To summarise, while this article has already mentioned the importance of status in Indian society, there are very definitive factors that help in elevating the status of your employees, thus, attracting and retaining relevant talent:
- being a “big-brand” employer that is well known in the industry and/or gets regular visibility in the media
- if you are a startup, offering your employees a steady and quick growth path, including the opportunity to be at the management level and to develop their professional skills
- offering international experience and exposure
- offering higher salaries
The second point stands true even for “big-brand” employers - employees in India expect to be promoted to the next level at milestones, as it is a huge motivator for them (high Masculinity).
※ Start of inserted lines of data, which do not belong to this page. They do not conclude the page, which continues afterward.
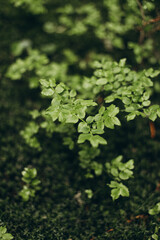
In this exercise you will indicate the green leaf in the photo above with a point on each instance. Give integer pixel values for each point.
(124, 190)
(47, 92)
(115, 193)
(116, 121)
(146, 103)
(96, 140)
(124, 175)
(90, 119)
(112, 110)
(131, 116)
(44, 83)
(153, 116)
(114, 172)
(110, 98)
(155, 236)
(130, 164)
(83, 127)
(101, 81)
(59, 88)
(122, 62)
(126, 100)
(89, 193)
(73, 93)
(109, 123)
(70, 118)
(83, 137)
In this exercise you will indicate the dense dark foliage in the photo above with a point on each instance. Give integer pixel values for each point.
(72, 35)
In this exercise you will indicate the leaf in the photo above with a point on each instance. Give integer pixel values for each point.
(146, 103)
(83, 127)
(110, 98)
(116, 121)
(44, 83)
(90, 119)
(130, 164)
(59, 88)
(47, 92)
(70, 118)
(131, 116)
(96, 140)
(101, 81)
(83, 137)
(7, 236)
(115, 193)
(124, 175)
(153, 116)
(112, 110)
(122, 62)
(124, 190)
(89, 193)
(126, 100)
(155, 236)
(114, 172)
(113, 184)
(73, 93)
(109, 123)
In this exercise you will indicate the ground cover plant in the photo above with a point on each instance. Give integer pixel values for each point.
(79, 119)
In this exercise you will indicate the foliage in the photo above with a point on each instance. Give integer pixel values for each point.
(119, 171)
(36, 7)
(4, 235)
(155, 210)
(31, 183)
(75, 52)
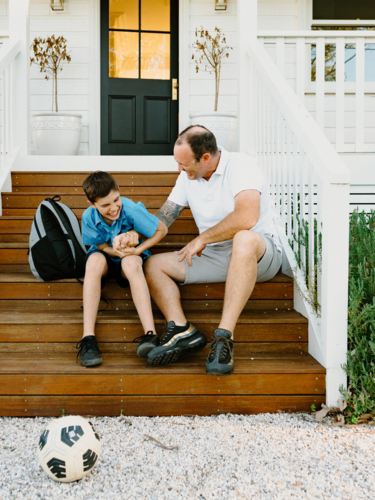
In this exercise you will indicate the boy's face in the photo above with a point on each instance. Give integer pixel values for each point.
(109, 206)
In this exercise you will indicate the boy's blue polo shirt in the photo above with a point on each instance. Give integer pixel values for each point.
(95, 231)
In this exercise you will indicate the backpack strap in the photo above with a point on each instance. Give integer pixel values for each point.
(48, 203)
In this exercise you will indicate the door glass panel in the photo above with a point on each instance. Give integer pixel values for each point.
(155, 15)
(123, 14)
(123, 54)
(155, 56)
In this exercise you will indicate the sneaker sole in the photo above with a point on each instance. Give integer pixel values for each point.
(173, 353)
(144, 349)
(92, 362)
(215, 371)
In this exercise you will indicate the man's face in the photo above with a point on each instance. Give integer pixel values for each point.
(186, 162)
(109, 206)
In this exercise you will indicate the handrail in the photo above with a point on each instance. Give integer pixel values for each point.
(309, 188)
(8, 53)
(316, 34)
(325, 159)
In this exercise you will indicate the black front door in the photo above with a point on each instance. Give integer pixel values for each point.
(139, 66)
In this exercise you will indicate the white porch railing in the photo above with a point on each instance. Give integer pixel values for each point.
(336, 69)
(298, 161)
(8, 151)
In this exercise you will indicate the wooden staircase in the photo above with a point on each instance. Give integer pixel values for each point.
(40, 324)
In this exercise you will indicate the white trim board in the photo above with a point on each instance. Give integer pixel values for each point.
(94, 71)
(86, 163)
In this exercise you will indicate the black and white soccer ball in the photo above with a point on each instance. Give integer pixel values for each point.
(69, 448)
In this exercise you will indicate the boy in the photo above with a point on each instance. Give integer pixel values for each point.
(109, 216)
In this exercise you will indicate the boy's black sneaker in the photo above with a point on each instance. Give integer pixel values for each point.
(176, 341)
(89, 351)
(221, 360)
(146, 343)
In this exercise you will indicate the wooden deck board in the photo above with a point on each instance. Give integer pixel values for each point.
(153, 405)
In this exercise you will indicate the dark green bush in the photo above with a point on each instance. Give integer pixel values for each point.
(360, 366)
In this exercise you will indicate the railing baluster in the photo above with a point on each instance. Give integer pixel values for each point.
(320, 77)
(301, 72)
(359, 93)
(340, 96)
(295, 185)
(289, 181)
(311, 262)
(302, 197)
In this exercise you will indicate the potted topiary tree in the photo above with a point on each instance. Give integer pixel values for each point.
(211, 50)
(54, 133)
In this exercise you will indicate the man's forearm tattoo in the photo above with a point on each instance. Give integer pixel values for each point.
(169, 212)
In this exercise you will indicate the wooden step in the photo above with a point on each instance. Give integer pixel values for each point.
(78, 200)
(76, 178)
(25, 286)
(33, 406)
(41, 326)
(37, 378)
(22, 225)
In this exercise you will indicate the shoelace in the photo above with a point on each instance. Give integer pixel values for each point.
(227, 346)
(90, 343)
(144, 337)
(168, 334)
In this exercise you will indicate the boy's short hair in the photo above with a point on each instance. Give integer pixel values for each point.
(99, 185)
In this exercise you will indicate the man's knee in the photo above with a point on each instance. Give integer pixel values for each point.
(96, 264)
(249, 244)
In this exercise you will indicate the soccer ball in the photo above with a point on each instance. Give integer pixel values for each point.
(69, 448)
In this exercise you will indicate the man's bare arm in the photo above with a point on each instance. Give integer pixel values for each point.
(169, 212)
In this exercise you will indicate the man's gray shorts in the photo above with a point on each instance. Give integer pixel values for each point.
(212, 266)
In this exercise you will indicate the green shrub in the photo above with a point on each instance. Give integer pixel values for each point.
(360, 366)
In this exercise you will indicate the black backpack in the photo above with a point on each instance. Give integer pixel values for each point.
(56, 250)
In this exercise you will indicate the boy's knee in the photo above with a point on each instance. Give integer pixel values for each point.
(131, 264)
(96, 264)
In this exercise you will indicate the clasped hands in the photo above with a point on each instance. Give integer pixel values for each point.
(124, 244)
(195, 247)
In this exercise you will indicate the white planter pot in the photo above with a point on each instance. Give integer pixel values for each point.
(56, 133)
(222, 125)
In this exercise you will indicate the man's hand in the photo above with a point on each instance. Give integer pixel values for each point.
(195, 247)
(125, 240)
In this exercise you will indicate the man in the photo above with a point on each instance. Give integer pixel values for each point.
(237, 244)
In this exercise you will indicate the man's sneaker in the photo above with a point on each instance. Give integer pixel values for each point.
(89, 351)
(176, 341)
(146, 343)
(220, 360)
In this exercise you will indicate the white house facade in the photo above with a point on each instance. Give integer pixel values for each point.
(303, 110)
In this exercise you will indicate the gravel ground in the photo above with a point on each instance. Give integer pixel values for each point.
(278, 456)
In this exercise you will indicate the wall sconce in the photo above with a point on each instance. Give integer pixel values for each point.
(57, 4)
(220, 4)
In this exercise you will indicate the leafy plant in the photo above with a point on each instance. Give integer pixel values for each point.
(211, 50)
(50, 55)
(300, 246)
(360, 366)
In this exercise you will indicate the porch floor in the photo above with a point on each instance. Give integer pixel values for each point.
(40, 323)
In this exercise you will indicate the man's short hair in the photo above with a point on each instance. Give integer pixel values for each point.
(99, 185)
(200, 142)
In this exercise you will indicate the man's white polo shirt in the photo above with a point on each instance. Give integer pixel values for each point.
(211, 201)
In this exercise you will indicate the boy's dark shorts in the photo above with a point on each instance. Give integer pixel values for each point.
(114, 270)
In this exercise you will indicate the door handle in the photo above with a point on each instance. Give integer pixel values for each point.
(174, 89)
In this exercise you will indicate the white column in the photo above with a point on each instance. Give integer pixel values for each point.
(247, 16)
(19, 28)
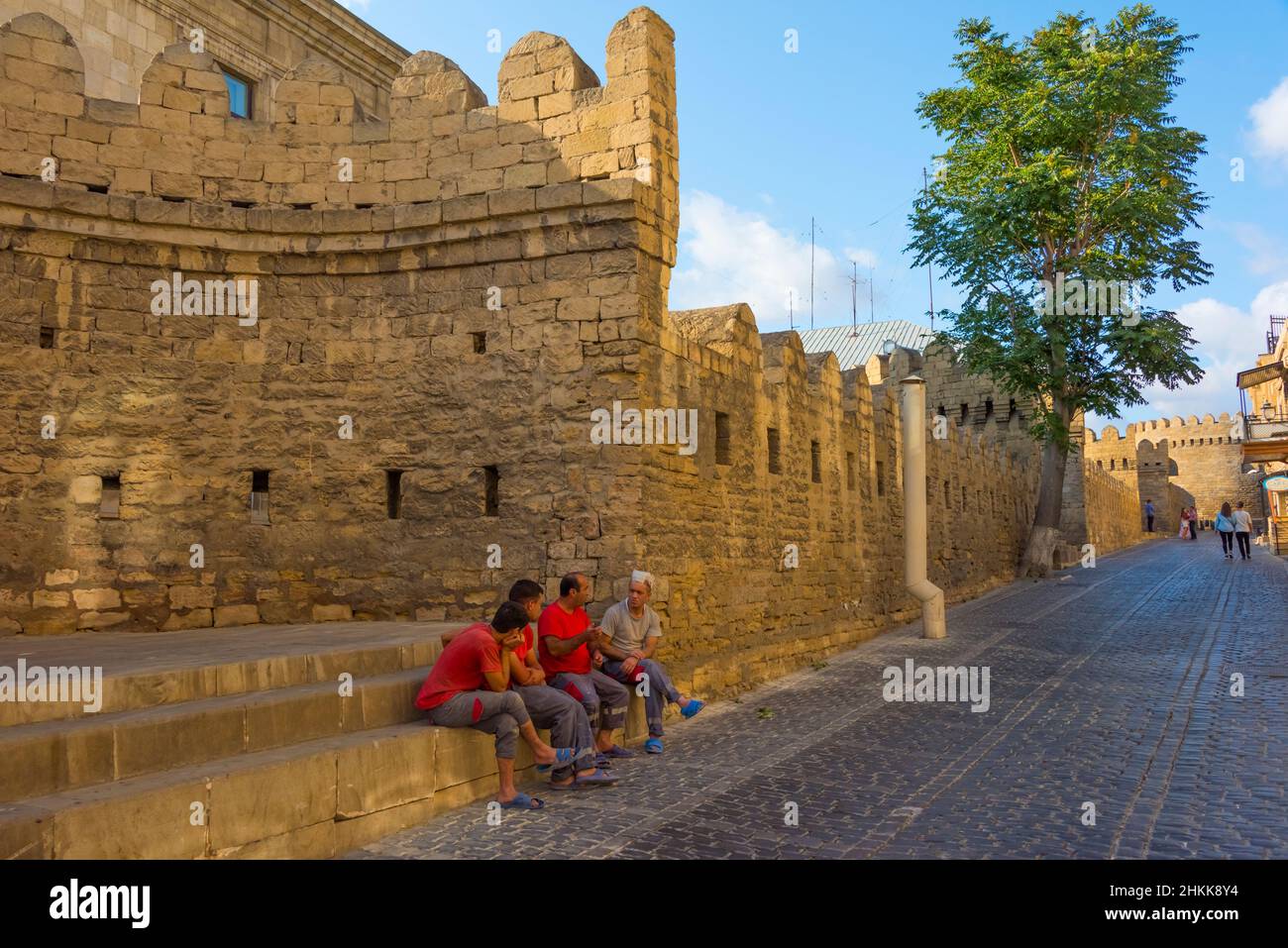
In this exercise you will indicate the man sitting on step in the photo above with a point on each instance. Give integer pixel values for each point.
(567, 644)
(469, 686)
(550, 707)
(632, 631)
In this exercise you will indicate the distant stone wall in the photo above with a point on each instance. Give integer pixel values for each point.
(1113, 511)
(771, 567)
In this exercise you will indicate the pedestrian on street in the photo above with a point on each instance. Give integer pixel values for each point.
(1225, 527)
(1243, 531)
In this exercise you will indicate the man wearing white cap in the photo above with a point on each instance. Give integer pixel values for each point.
(632, 631)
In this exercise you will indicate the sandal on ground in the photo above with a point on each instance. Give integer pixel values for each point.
(523, 802)
(563, 755)
(600, 779)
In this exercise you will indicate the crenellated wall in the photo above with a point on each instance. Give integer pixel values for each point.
(768, 569)
(1201, 459)
(449, 298)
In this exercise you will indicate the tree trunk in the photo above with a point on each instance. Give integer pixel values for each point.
(1046, 522)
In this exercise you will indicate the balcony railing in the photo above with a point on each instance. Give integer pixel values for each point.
(1263, 428)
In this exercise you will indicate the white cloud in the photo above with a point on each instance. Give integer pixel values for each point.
(1229, 342)
(730, 256)
(1270, 123)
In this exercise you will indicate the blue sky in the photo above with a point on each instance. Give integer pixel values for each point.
(769, 138)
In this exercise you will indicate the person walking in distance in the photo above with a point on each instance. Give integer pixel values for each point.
(1225, 527)
(1243, 531)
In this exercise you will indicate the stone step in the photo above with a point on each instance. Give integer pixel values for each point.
(158, 669)
(58, 755)
(314, 798)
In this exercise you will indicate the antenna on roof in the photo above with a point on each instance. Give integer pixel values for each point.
(854, 301)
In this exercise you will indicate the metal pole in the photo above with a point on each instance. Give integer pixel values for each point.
(914, 539)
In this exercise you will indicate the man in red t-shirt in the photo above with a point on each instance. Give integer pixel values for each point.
(568, 643)
(469, 686)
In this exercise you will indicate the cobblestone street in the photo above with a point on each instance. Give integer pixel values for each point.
(1108, 685)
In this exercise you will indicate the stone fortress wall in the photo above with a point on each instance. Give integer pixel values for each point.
(258, 40)
(488, 278)
(374, 304)
(1179, 463)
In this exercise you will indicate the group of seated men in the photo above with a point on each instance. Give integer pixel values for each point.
(493, 678)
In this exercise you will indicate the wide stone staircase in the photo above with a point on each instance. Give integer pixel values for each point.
(263, 741)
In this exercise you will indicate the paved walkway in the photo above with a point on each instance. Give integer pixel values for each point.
(1108, 685)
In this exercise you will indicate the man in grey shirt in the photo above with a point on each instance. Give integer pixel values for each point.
(631, 631)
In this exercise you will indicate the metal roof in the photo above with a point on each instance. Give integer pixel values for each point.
(857, 350)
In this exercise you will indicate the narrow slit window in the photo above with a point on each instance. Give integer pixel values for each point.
(239, 95)
(722, 438)
(110, 504)
(259, 496)
(393, 493)
(490, 492)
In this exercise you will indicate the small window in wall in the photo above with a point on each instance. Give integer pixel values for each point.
(393, 493)
(239, 94)
(722, 438)
(259, 496)
(110, 504)
(490, 492)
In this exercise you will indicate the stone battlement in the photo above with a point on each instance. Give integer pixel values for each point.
(553, 125)
(1176, 429)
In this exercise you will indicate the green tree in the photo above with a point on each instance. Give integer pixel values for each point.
(1064, 181)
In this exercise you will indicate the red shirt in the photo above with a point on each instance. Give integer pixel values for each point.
(562, 625)
(522, 652)
(462, 666)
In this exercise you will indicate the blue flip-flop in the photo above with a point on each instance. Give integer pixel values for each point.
(692, 708)
(523, 802)
(563, 755)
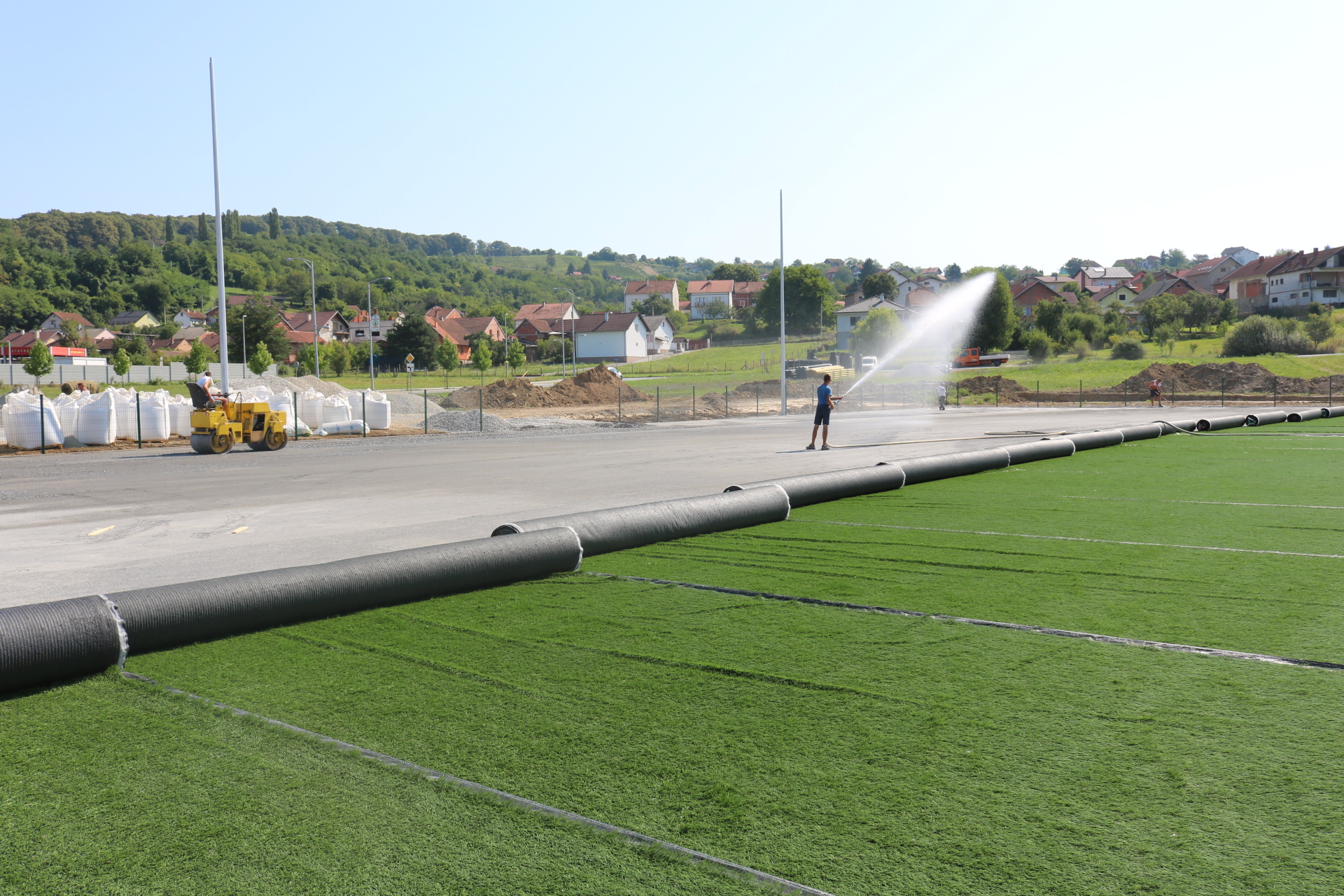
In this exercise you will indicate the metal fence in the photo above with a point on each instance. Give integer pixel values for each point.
(175, 372)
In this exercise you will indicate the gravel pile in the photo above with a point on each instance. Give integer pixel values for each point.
(468, 422)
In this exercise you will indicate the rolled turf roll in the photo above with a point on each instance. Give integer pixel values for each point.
(1172, 428)
(944, 466)
(631, 527)
(815, 488)
(45, 643)
(1101, 438)
(1040, 450)
(1233, 422)
(1142, 431)
(175, 614)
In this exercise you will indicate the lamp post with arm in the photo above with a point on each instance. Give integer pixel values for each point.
(312, 281)
(370, 285)
(573, 304)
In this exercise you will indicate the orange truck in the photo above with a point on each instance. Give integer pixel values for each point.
(972, 358)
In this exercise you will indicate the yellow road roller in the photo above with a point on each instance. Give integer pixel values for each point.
(217, 425)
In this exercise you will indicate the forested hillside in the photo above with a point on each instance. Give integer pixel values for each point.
(101, 264)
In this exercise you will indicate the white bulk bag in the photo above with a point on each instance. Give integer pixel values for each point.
(153, 415)
(27, 421)
(335, 410)
(311, 409)
(99, 419)
(372, 407)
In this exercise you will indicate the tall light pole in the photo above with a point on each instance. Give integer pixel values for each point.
(312, 281)
(219, 241)
(784, 387)
(574, 304)
(371, 330)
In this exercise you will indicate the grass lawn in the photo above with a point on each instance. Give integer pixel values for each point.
(850, 751)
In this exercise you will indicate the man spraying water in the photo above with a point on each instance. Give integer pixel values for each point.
(822, 421)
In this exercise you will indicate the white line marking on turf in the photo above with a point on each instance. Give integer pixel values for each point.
(1069, 538)
(1307, 507)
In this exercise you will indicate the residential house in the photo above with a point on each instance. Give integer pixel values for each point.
(704, 293)
(1240, 254)
(745, 292)
(612, 337)
(1208, 274)
(851, 316)
(332, 327)
(662, 336)
(57, 318)
(1307, 277)
(186, 318)
(1249, 284)
(638, 290)
(547, 311)
(134, 320)
(1097, 279)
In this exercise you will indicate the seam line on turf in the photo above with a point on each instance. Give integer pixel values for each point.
(1069, 538)
(1015, 626)
(644, 840)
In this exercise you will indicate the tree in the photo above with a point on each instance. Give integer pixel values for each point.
(121, 362)
(717, 311)
(413, 336)
(881, 284)
(1319, 328)
(260, 360)
(997, 317)
(198, 359)
(736, 272)
(808, 301)
(38, 363)
(876, 332)
(447, 355)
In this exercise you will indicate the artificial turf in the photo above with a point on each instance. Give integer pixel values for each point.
(851, 751)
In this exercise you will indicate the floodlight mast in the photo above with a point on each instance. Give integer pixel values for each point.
(219, 244)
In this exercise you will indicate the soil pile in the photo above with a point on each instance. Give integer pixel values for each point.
(597, 386)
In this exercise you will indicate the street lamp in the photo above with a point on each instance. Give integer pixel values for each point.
(371, 330)
(312, 280)
(571, 330)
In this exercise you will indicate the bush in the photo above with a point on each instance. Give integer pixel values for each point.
(1262, 335)
(1126, 348)
(1038, 346)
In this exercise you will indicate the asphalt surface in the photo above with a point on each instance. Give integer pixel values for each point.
(176, 516)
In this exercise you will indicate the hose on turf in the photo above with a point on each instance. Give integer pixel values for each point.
(43, 643)
(640, 524)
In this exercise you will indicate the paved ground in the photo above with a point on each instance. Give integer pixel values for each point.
(175, 514)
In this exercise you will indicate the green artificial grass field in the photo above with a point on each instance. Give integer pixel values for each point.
(851, 751)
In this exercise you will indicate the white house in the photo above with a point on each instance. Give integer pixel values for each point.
(619, 337)
(706, 292)
(660, 335)
(848, 317)
(638, 290)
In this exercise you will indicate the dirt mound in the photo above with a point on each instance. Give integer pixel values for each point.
(1231, 377)
(597, 386)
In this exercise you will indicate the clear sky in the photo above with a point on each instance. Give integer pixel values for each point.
(926, 133)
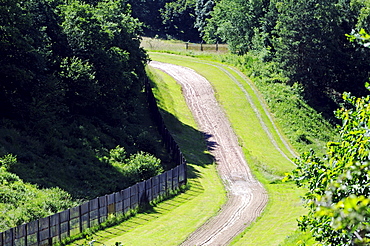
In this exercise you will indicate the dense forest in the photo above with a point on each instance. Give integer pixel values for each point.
(305, 40)
(74, 119)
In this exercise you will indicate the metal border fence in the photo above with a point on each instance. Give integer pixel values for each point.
(56, 227)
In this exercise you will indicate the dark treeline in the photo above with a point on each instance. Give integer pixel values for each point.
(304, 39)
(73, 115)
(307, 40)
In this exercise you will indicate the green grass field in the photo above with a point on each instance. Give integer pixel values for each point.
(170, 222)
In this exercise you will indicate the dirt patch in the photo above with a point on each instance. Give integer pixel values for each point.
(246, 196)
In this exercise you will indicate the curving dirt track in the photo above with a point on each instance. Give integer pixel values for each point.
(246, 196)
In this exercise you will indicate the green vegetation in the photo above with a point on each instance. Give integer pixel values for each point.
(338, 196)
(21, 201)
(71, 90)
(306, 39)
(170, 222)
(267, 163)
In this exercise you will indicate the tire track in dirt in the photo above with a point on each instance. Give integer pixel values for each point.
(246, 196)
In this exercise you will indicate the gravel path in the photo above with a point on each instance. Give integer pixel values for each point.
(246, 196)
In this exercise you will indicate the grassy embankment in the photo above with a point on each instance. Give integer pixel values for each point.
(163, 225)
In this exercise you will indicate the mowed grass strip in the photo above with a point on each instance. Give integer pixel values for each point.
(278, 221)
(171, 221)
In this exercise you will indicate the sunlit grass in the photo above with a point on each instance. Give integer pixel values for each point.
(170, 222)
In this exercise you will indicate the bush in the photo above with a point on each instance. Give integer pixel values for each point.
(135, 168)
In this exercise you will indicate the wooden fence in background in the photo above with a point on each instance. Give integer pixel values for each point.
(54, 228)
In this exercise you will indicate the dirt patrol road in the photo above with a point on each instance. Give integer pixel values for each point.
(246, 196)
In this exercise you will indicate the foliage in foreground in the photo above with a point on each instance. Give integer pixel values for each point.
(338, 186)
(22, 202)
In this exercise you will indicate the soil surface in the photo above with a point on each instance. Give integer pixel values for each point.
(246, 196)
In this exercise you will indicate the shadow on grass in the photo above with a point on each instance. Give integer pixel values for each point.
(194, 144)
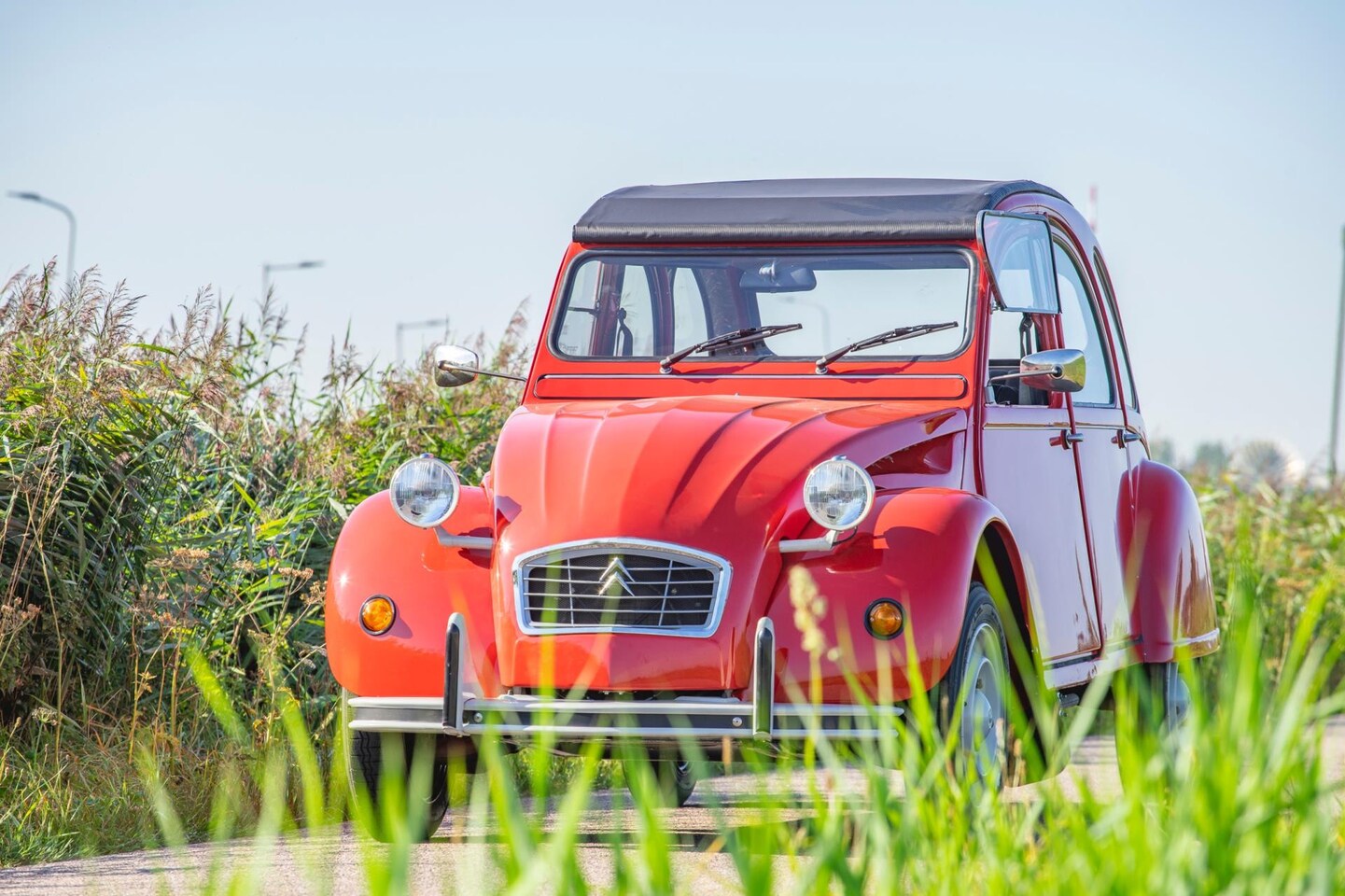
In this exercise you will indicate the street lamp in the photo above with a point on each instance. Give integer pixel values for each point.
(63, 209)
(289, 265)
(417, 325)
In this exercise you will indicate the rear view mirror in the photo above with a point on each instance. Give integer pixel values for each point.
(1054, 371)
(775, 276)
(455, 366)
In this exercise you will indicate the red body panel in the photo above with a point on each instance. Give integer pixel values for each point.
(714, 459)
(1169, 567)
(939, 524)
(720, 474)
(378, 553)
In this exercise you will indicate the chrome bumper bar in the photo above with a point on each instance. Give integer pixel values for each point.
(708, 720)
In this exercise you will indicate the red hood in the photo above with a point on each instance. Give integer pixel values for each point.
(716, 472)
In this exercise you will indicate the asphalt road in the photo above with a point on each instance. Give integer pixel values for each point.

Multinationals, to this end, create new job titles for their Indian employees to get promoted to, which are non-existent in their other offices. A British manager that the author had the opportunity to train, was astounded that his Indian team refused vehemently a suggestion to make the job titles in India according to global standards. This has been reported in various multinationals across India. Younger companies create exciting and innovative titles for their young workforce to avoid the hierarchical nature of traditional job titles.
Knowing your place and helping your employees understand their place within the company, is hence, a very important exercise in attracting and retaining good talent in India.
Finding, Attracting and Retaining Partners
Finding partners in India can be a more challenging exercise because of the monetary commitments involved. It is highly recommended that companies go through their chambers of commerce or reputed organisations (e.g. Swissnex) to forge partnerships, as the background work on potential partners is already done for you in these cases. Finding partners by yourself can be an extremely daunting and risky exercise unless you have a local you can trust.
Attracting and retaining partners is less complex than in the case of employees, as your offering and potential will be the best motivator for potential partners to sign the deal with you. Keeping the details of the deal transparent and clear is recommended, as is ensuring that any contract is discussed in its entirety and the necessary signatures obtained.
Past the contractual agreement, as India is a relationship oriented culture, it is recommended that you try to maintain a good personal relationship with your partner(s). India tends to be more individualistic and transactional in cities like Bangalore and Mumbai, and more relationship oriented in more rural areas - so where you are will be a definitive factor in the extent of relationship that is expected.
Short case study
In the events management company co-founded by the author, a team of 20 individuals were carefully built in the first few years, quickly earning the company and its employees good repute in the events industry. As expected, a large multinational events management firm started its efforts to headhunt some of the better employees, offering them higher salaries. The employees’ response - “We refuse, because in a bigger company, we would be just another employee, whereas here, we are a part of making the company grow.” The factors that went in our favor were: 1) Huge efforts to brand ourselves to be one of the better known companies in the industry, 2) Taking good care of employees and their welfare and 3) A promise of quick growth within the young company.